Reserving my right to a monogamous fuck.

It's self explanatory.
Basically, I screwed around with three guys in 24 hours sometime early last week.
I didn't think I would post that, but this is a reveal-all, tell-all blog so I'm living up to that statement.
Judge me if you will, that's cool, I accept it. I'm not proud of what I did, and I'm beating myself right the fuck up for it too, but hey, you gotta sacrifice some things, like your dignity, to realize where your head really needs to be.

I have absolute butterflies for this guy, I mean damn, he makes me giddy. I haven't smiled this way just thinking about someone in a LONG TIME. He doesn't deserve a dumb bitch like me, but I'm not down to lose him right now because he may just be my saving grace of the summer. If I could have a guy like him forever and for always, I wouldn't complain, but just having him for two more months will suffice and I'm not down for giving him up just because I dun' goofed.

I don't know how to apologize to him because I haven't told him about what happened and to be honest, I don't think I will.

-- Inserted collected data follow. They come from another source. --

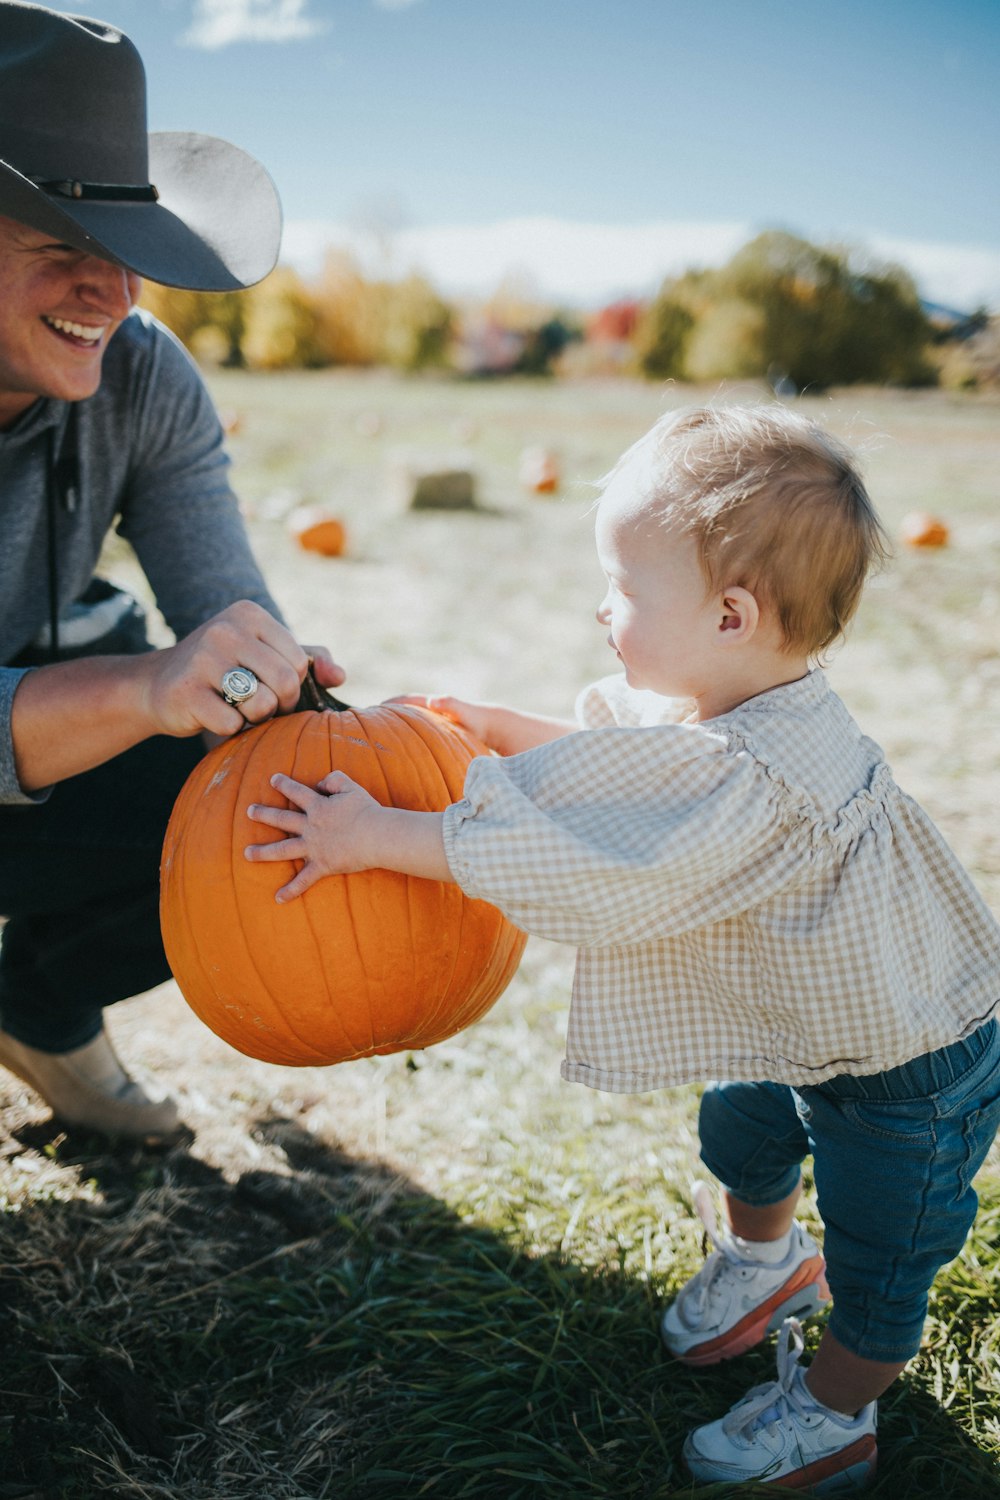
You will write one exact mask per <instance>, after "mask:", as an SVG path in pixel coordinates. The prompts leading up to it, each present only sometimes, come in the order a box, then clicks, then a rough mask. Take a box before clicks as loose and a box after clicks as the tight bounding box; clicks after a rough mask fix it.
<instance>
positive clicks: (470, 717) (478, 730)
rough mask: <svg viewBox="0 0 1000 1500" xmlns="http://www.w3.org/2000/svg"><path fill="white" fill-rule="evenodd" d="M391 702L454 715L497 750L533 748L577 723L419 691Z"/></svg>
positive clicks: (567, 728) (410, 693)
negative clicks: (423, 693) (425, 693)
mask: <svg viewBox="0 0 1000 1500" xmlns="http://www.w3.org/2000/svg"><path fill="white" fill-rule="evenodd" d="M390 702H391V703H417V705H418V706H420V708H430V709H433V712H435V714H444V715H445V718H454V721H456V723H457V724H462V727H463V729H468V730H469V733H472V735H475V738H477V739H481V741H483V744H486V745H489V747H490V750H496V753H498V754H517V753H519V751H520V750H532V748H534V747H535V745H543V744H547V742H549V741H550V739H559V738H561V735H571V733H573V732H574V730H576V729H579V724H576V723H574V721H573V720H571V718H546V717H544V715H543V714H523V712H522V711H520V709H517V708H505V706H504V705H502V703H472V702H466V700H465V699H462V697H439V696H432V697H427V696H424V694H420V693H408V694H405V696H400V697H391V699H390Z"/></svg>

I doubt he even reads this blog because I've never talked about this with him before and he's never mentioned it. I really hope he doesn't see this anytime soon.. or ever.

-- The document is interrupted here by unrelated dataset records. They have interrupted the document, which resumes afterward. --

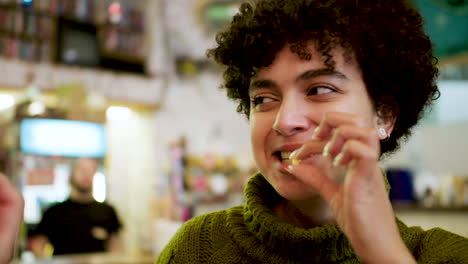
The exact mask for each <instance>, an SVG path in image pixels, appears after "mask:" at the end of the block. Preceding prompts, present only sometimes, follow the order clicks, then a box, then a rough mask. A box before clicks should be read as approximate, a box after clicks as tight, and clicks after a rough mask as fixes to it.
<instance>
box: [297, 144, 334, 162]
mask: <svg viewBox="0 0 468 264" xmlns="http://www.w3.org/2000/svg"><path fill="white" fill-rule="evenodd" d="M326 143H327V141H325V140H310V141H307V142H306V143H304V145H302V147H300V148H299V149H297V150H296V151H294V152H293V153H291V156H290V159H291V160H293V158H294V159H297V160H299V161H302V160H305V159H307V158H308V157H310V156H312V155H314V154H322V153H323V148H324V146H325V145H326Z"/></svg>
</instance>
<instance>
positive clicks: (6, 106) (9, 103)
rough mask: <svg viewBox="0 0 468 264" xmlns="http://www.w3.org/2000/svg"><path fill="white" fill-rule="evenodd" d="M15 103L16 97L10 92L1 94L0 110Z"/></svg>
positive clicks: (0, 97)
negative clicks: (14, 96)
mask: <svg viewBox="0 0 468 264" xmlns="http://www.w3.org/2000/svg"><path fill="white" fill-rule="evenodd" d="M14 105H15V98H14V97H13V96H11V95H8V94H0V111H1V110H5V109H8V108H10V107H12V106H14Z"/></svg>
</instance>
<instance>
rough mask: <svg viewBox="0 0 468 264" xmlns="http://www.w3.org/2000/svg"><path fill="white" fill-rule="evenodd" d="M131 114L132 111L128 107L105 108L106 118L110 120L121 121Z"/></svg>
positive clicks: (113, 106) (112, 107) (113, 107)
mask: <svg viewBox="0 0 468 264" xmlns="http://www.w3.org/2000/svg"><path fill="white" fill-rule="evenodd" d="M131 114H132V110H130V108H128V107H123V106H110V107H109V108H107V111H106V116H107V118H108V119H110V120H122V119H127V118H129V117H130V115H131Z"/></svg>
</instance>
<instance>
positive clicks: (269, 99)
mask: <svg viewBox="0 0 468 264" xmlns="http://www.w3.org/2000/svg"><path fill="white" fill-rule="evenodd" d="M269 102H273V99H272V98H269V97H265V96H256V97H255V98H253V99H252V104H253V105H254V106H257V105H260V104H264V103H269Z"/></svg>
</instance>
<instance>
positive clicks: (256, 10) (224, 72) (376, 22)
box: [207, 0, 439, 154]
mask: <svg viewBox="0 0 468 264" xmlns="http://www.w3.org/2000/svg"><path fill="white" fill-rule="evenodd" d="M216 42H217V46H216V47H215V48H213V49H210V50H208V52H207V54H208V56H209V57H214V59H215V61H216V62H217V63H219V64H221V65H224V66H225V70H224V84H223V85H222V86H223V87H225V88H226V89H227V95H228V97H229V98H231V99H234V100H236V101H238V102H239V104H238V107H237V111H238V112H243V113H245V114H246V115H247V118H248V116H249V113H250V99H249V93H248V90H249V84H250V79H251V78H252V77H253V76H255V74H256V73H257V72H258V70H259V69H261V68H262V67H267V66H269V65H270V64H271V63H272V62H273V60H274V58H275V55H276V54H277V53H278V52H279V51H280V50H281V49H282V48H284V47H285V46H286V44H290V50H291V52H294V53H295V54H297V55H298V56H299V57H300V58H301V59H305V60H310V59H311V55H310V53H309V52H308V51H307V45H306V44H307V43H308V42H312V43H313V44H314V45H315V48H316V49H317V51H318V52H319V54H321V56H322V59H323V60H324V63H325V65H326V67H328V68H331V69H333V67H334V64H335V62H334V60H333V57H332V56H331V55H330V52H331V51H332V50H333V49H334V48H335V47H343V48H344V49H345V59H347V60H348V59H354V60H355V61H356V62H357V63H358V65H359V66H360V69H361V71H362V77H363V80H364V82H365V84H366V86H367V91H368V93H369V95H370V97H371V98H372V101H373V104H374V107H375V110H376V111H377V113H378V114H379V115H380V116H381V117H384V118H392V117H395V116H397V117H398V118H397V119H396V123H395V127H394V129H393V132H392V136H391V137H390V138H389V140H387V141H384V142H381V151H382V154H384V153H391V152H393V151H395V150H396V149H397V148H398V146H399V141H400V140H401V139H405V138H407V137H408V136H409V135H410V134H411V128H412V127H413V126H414V125H415V124H416V123H417V122H418V121H419V120H420V119H421V118H422V116H423V114H424V112H425V111H424V110H425V109H426V108H427V106H429V105H430V104H431V103H432V101H433V100H435V99H437V98H438V97H439V91H438V88H437V85H436V79H437V75H438V70H437V67H436V64H437V60H436V58H435V57H434V56H433V48H432V43H431V41H430V40H429V38H428V36H427V35H426V34H425V33H424V31H423V21H422V18H421V15H420V14H419V12H418V11H417V10H416V9H414V8H413V7H412V6H411V5H410V4H408V3H407V2H405V1H403V0H354V1H352V0H258V1H256V2H255V3H253V4H249V3H243V4H242V5H241V7H240V9H239V13H238V14H236V15H235V16H234V18H233V20H232V22H231V24H230V26H229V27H228V28H227V29H226V30H225V31H223V32H220V33H218V34H217V36H216Z"/></svg>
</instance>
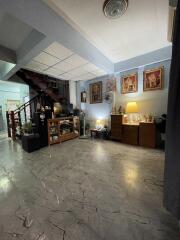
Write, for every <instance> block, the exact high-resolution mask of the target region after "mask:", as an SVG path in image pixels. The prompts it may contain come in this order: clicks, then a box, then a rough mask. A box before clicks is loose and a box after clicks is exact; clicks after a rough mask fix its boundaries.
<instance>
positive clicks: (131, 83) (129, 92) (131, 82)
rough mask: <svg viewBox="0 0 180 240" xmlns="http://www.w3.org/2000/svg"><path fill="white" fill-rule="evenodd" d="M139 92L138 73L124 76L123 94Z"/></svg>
mask: <svg viewBox="0 0 180 240" xmlns="http://www.w3.org/2000/svg"><path fill="white" fill-rule="evenodd" d="M137 91H138V78H137V73H133V74H130V75H126V76H123V77H122V79H121V93H122V94H126V93H134V92H137Z"/></svg>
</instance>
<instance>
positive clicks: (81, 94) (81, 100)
mask: <svg viewBox="0 0 180 240" xmlns="http://www.w3.org/2000/svg"><path fill="white" fill-rule="evenodd" d="M86 99H87V93H86V91H83V92H81V102H82V103H86Z"/></svg>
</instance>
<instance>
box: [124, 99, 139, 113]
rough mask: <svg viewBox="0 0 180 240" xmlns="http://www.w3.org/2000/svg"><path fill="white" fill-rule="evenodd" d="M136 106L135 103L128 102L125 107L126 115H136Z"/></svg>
mask: <svg viewBox="0 0 180 240" xmlns="http://www.w3.org/2000/svg"><path fill="white" fill-rule="evenodd" d="M137 112H138V106H137V103H136V102H129V103H127V106H126V113H137Z"/></svg>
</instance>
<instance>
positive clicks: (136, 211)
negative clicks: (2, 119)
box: [0, 139, 180, 240]
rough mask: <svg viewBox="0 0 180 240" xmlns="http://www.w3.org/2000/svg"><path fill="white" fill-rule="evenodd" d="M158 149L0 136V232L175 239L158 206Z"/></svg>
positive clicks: (50, 237) (161, 162) (83, 237)
mask: <svg viewBox="0 0 180 240" xmlns="http://www.w3.org/2000/svg"><path fill="white" fill-rule="evenodd" d="M163 166H164V153H163V152H162V151H159V150H151V149H149V150H148V149H143V148H140V147H133V146H128V145H122V144H120V143H117V142H110V141H96V140H79V139H76V140H72V141H69V142H65V143H63V144H61V145H55V146H52V147H51V148H49V147H48V148H44V149H41V150H40V151H37V152H34V153H31V154H28V153H26V152H24V151H23V150H22V149H21V146H20V145H19V144H18V143H15V142H12V141H10V140H7V139H3V140H1V141H0V240H12V239H13V240H14V239H18V240H63V239H64V240H136V239H137V240H179V239H180V232H179V228H178V225H177V222H176V221H175V219H174V218H173V217H171V215H169V214H168V213H167V212H166V211H165V209H163V207H162V191H163Z"/></svg>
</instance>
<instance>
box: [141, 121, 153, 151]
mask: <svg viewBox="0 0 180 240" xmlns="http://www.w3.org/2000/svg"><path fill="white" fill-rule="evenodd" d="M139 145H140V146H142V147H149V148H155V147H156V126H155V124H154V123H140V126H139Z"/></svg>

Anyway, the whole point of that was getting it off my chest and putting down in writing that I'm not going to go around making out with randoms or having affairs with exes because there's a guy who I like and really care about and I think...just maybe...it might hurt him to ever find out what I did.

So to the guy I like, although you may never read this, I'm really sorry. I do, I really really do care so much about you. I love our friendship way too much to ruin it by philandering the rest of my summer and I didn't mean to do what I did to intentionally cause harm to you. I know it looks like I'm toying with you, but I'm not. You're better than my thoughtless actions gave way and it took me a shoe-less walk down Queen Street to realize that you really care about me the way you say you do.. I'm not gonna risk doing stupid shit anymore and even though we're not dating or even ever planning to date, I know, just by the way you kiss me, that you would be happier knowing I was just yours for the summer. So here she is, the monogamous summer I promised you. I'm sorry; and knowing you'll never read this, I hope that in the subconscious dream world of astral cosmic existences, we'll somehow find each other so you can forgive me and forget about the entirety of it in your wake. I like you, a lot; and hey, I'm pretty crazy about you too.